Illyasovas last year of play was much better than greens recent work.
Not sure, if you look at some of Greens numbers pre-trade they were very similar to Ily's recent numbers
No they weren't.
Green Played 10 more mpg and got less rebounds by far and scored only 2 pts less per game. Ilyasova as had a much better TS%
I'm not saying they were exact, but green averaged 15 points and 6 reb a game his most recent time with thunder. All I'm saying is greens contract will likely be very similar
13/9 in 27 MPG (with TS .57ish)
isn't similar to
15/6 in 37 MPG
Convert those to per36 numbers and you get:
17/11.5 TS .577
versus
15/5.1 TS .533
6 rebounds is a LOT, the difference between winning and losing games.

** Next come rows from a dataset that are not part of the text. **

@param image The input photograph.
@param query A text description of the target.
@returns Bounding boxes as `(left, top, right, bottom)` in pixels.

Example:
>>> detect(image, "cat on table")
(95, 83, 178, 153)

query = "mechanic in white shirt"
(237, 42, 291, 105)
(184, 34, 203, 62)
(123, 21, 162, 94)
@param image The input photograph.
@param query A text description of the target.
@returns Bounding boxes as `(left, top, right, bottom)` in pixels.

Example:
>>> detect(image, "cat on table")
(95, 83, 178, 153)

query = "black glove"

hard to compare players in different systems. jeff green was never going to score as much as he could in OKC because he played with 2 guys who always had the ball in their hands. he also wasn't asked to rebound as much. not saying he couldn't have done better than he did, but this is a case where the stats don't tell us as much as they should. illyasova also played on a horrible team, so i'm not surprised his numbers are higher.

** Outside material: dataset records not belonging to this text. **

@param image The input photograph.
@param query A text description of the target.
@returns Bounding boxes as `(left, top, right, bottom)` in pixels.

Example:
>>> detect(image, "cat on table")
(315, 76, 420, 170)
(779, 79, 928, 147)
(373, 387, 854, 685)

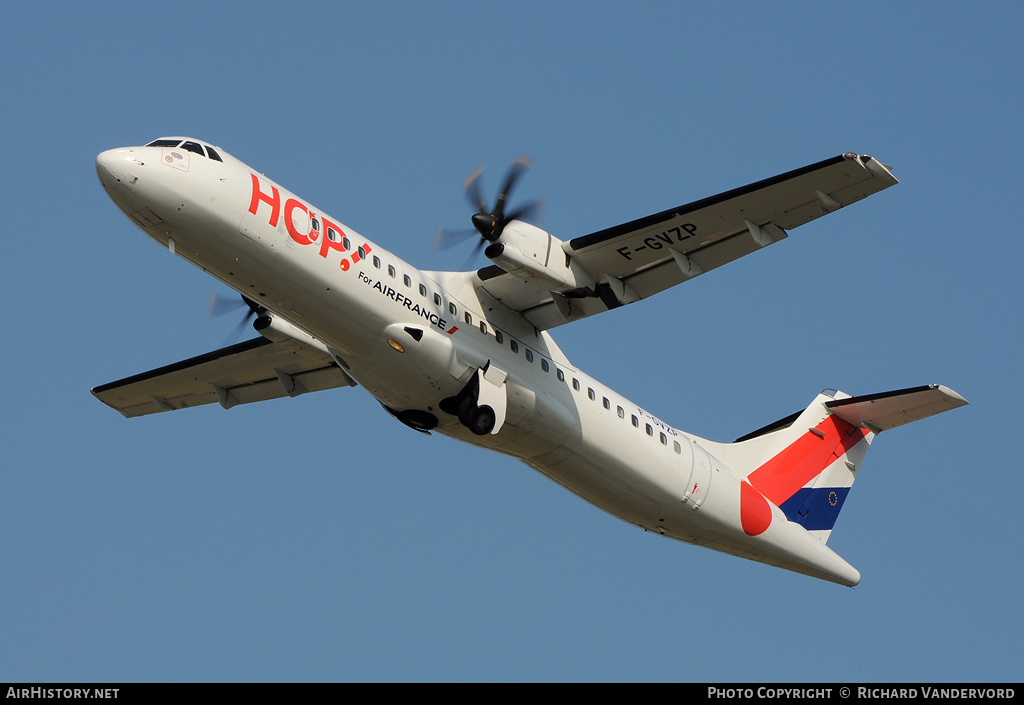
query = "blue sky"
(2, 1, 1021, 683)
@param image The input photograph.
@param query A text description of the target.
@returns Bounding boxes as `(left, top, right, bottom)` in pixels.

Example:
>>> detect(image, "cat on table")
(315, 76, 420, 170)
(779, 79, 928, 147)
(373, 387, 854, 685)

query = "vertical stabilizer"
(745, 401, 872, 544)
(701, 385, 967, 544)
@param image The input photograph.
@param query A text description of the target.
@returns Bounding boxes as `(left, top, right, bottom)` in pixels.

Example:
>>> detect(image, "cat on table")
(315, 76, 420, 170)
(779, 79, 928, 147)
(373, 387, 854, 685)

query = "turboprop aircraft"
(93, 137, 967, 586)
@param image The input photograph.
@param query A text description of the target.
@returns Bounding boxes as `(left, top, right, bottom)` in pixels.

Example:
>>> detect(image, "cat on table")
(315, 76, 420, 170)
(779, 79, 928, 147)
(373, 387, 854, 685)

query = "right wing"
(92, 337, 356, 418)
(475, 153, 898, 330)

Wait, so you mean if one player has poor stats, it's a legitimate defense for them to say, "well, nobody asked me to do that much"? Man, if only we knew that the secret to getting people the play better was just asking them to play better. We should've just asked Patrick O'Bryant to "do more". That must be the Spurs' secret. (I apologize for the sarcasm, but I just find that argument ridiculous)
Secondly, I don't buy the whole "best player on a terrible team" argument either. By that definition, I guess Lebron was overrated when he was in Cleveland? Hah. If a player is good, they're good, and it doesn't matter what team they're on. If anything, it's more impressive when somebody is the only option on a bad team, and the entire team plans their game around stopping that player but they still manage to come through.
The whole "best player on a bad team" fallacy was propagated by people who only looked at total points per game, without looking at how efficient the player was or how many blocks/rebounds/steals/etc. they got. Yes, anybody can put up a lot of shots on a bad team, but that's not the measure of how good they actually are. I can tell you for an objective fact, for example, that Kyrie Irving is a really good player, and it's not just because he looks good compared to how bad the rest of his team is. Likewise, I can tell you that John Wall is nowhere near as good, despite being on an equally bad team. You just need to look at stats other than total PPG. It's simple, really.
The bottom line is that Ilyasova had a much better year than Jeff Green has ever had in his career, and just got signed for a better price. The only legitimate argument you could make against Ilyasova being the better deal was that he played way above his head last year (if you look at his stats, it actually WAS a huge statistical deviation... I would expect a regression to the mean next year). But even assuming that he plays half as good as he did last year, it will still be better than anything I'd expect out of Green, who has been literally average his entire career.